It sits alongside the new 599 GTB Fiorano in the Ferrari range. Both being V12 cars they’re significantly more expensive than the V8 F430. You’ll need around £175,000 for a standard Scaglietti, but the F1A paddle shift option bumps that up by another £5,000. And then there’s the extensive and expensive options list. Direct competitors are few, the Bentley and Aston Martin offering pseudo four-seaters too, but both at significantly less outlay than the 612. There are a number of Mercedes AMG alternatives, though none have the mystique or are as rare as this big GT Ferrari.

Is it for you?

There are very few customers for this car so it’s more than likely not for you. A combination of its big ticket price and running costs mean it’s the preserve of only the very wealthy. Depreciation is typically heavy on Ferrari’s four-seaters, so you have to be in a position where losing a significant chunk of your initial investment isn’t really a problem. However, if you’re minted and want your Ferrari to be able to carry a couple of kids in the back, or small, supple friends then you’ll like the 612. The styling is a bit of grower - we’re still not sure - but lighter metallics seem to suit it well.

What does it do well?

It makes a lovely noise when pushed, is ludicrously quick when you want it to be – covering the 0-62mph sprint in 4.2 seconds - and will reach 199mph if you’re on a unrestricted road. It’s a capable GT, but it does a tremendous job shrinking its large proportions, being very wieldy when you start to explore its potential. The handling is crisp, the 46/54 front to rear weight distribution making it a very enjoyable and balanced driver’s car. It’s a striking looker, is very rare and comes with all that Ferrari heritage. Light, incisive steering and fantastic brakes allow you to drive it with more commitment that you’d think, the F1 paddleshift transmission working well when worked hard.

What doesn't it do well?

For a GT the optional sat nav is hopeless. It’s fiddly to operate and has no mapping function. Worse still it’s impossible to see with sunglasses on. It’s also heinously expensive and out performed by numerous aftermarket systems. The F1 paddleshift transmission might work well when you’re on it, but around town it’s clunky, the shift in automatic not able to match that of traditional torque-converter autos. Frustratingly, you cannot speed up the shift via the Sport button without also tightening the suspension, meaning you either make jerky progress around town, or are jarred sometimes by firm suspension. There are lots of unnecessary electronic beeps; like when reversing, or to tell you the satellite security tracking has been activated. The styling continues to split opinion, too.
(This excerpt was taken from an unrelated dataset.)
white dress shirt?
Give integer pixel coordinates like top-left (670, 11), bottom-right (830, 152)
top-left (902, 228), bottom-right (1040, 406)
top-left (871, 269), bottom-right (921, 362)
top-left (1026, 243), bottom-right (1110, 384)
What's it like to live with?

After 1,300 miles and four days it’s surprising just how quickly you become accustomed to having a 612 at your disposal. There’s something pleasing about having such enormous reserves of power on offer. It’s not just good at sustained high speed cruising either, taking it down a challenging road reveals an enormously capable and enjoyable chassis, too. The boot isn’t huge, neither are the rear seats, and you can drive around the sometimes jerky paddleshift gearbox, but I’d have to have the numerous electronic beeps muted as they’re hugely irritating. You’ll want parking sensors though as the 612 is a big car and it’s not easy to judge its extremities.

How green is it?

Ferrari will only sell a handful every year so let’s keep the 612’s emissions and consumption in perspective here. Official combined consumption of 13.6mpg is pretty shocking, as is the 475g/km CO2 emissions. However, on a long motorway run we managed an average of 17.6mpg and could have managed more if we weren’t taking advantage of higher foreign speed limits. Remember too that few buyers will ever do significant mileage in it, meaning its environmental credentials aren’t as bad as they first appear.

Would we buy it?

In all honesty it’s unlikely, and not just because we haven’t the means. It’s difficult to see why you’d opt for the Scaglietti over the 599 GTB, which is even faster, is more focussed to drive and does the long distance thing well too. You’d really have to want those two small rear seats to opt for the Scaglietti over it. However, it’s difficult to comprehend the mindset of the type of people who might buy the Scaglietti, after all it’ll probably sit in a garage alongside plenty of other difficult to justify, hugely expensive machines.